Okay all. I know a lot of people have posted stuff on here but here is my dilemma and situation.

I have been working in the "corporate world" for over 28 years and am simply burned out. I just can't take it any more. The problem is that my family relies on my income to live and carry our medical insurance (my DH is self employed and has been for over 16 years).

I have 25 years experience in accounting/bookkeeping/tax returns, etc. I am proficient in all word processing, spreadsheet applications and internet/computer savvy.

I need legitimate work at home jobs that don't require large cash outlays upfront to start. I'm not interested in starting my own business as I have a craft business on the side that I'm developing. I'm looking for companies that hire people to work at home for them.

Does anyone know of such companies or can anyone point me in the right direction? I desperately need to get out of my current situation and still make money to survive.

Thanks...


----------



## furholler (Feb 1, 2005)

With your office experience you ought to put up a shingle and write reumes and data processing, freelance style. Any kind of writting, actually.


----------



## MollysMom (Apr 20, 2010)

I sell Avon products. Avon has changed alot, it is not like the Avon of my Moms time. I have only been with Avon for 3 Champaigns and I now have 10 customers, who averaged $40 per sale. My current orders totaled $230.00. The investment is only $20.00. And you can have your own online Avon Web Store. I really enjoy being an Avon lady. In January, I will be attending the Avon World Tour in Georgia. I'm so excited! Anyway check out my web store, to see what it looks like and how easy it is to shop there. Good luck! www.youravon.com/blucore


----------



## clovis (May 13, 2002)

Why not just put the craft business on hold, and start doing accounting, taxes and payroll as an independent business?

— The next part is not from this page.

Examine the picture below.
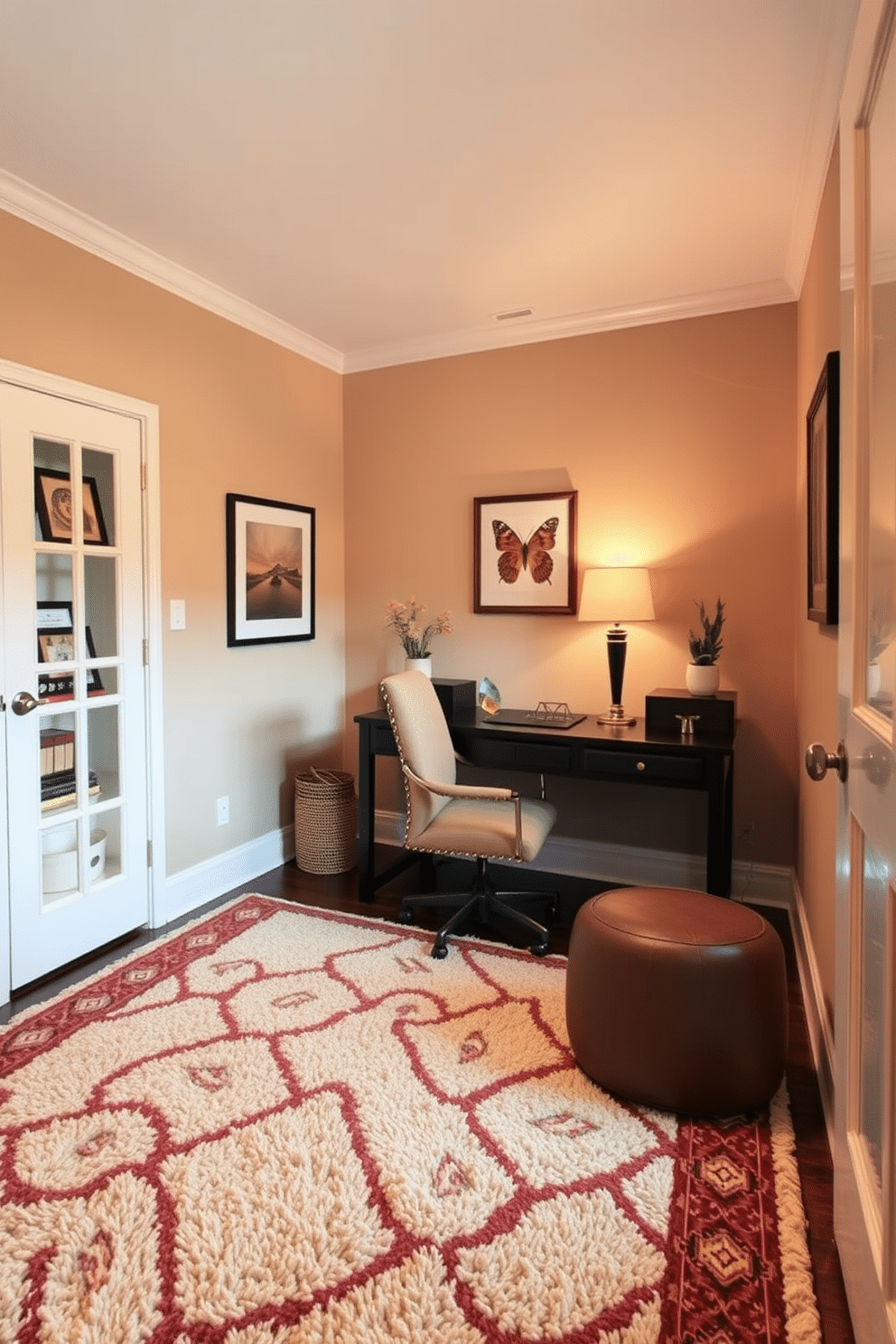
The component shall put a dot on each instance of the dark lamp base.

I'm not sure I've ever met an accountant that wasn't swamped with work...and not only at tax time. Don't all of these people make great money???


----------



## txquilter (Dec 29, 2009)

Clovis - to put it simply - I'm burned out. I've been dealing with accounting/tax returns and office work for over 28 years. Just need something with little stress to help pay the bills so I can get my passion (the craft business) going.

I'm not interested in MLM, or starting an independent business as a bookkeeper. I guess I'm dreaming and being wishful that there is some sort of work I could do at home for a legitimate company.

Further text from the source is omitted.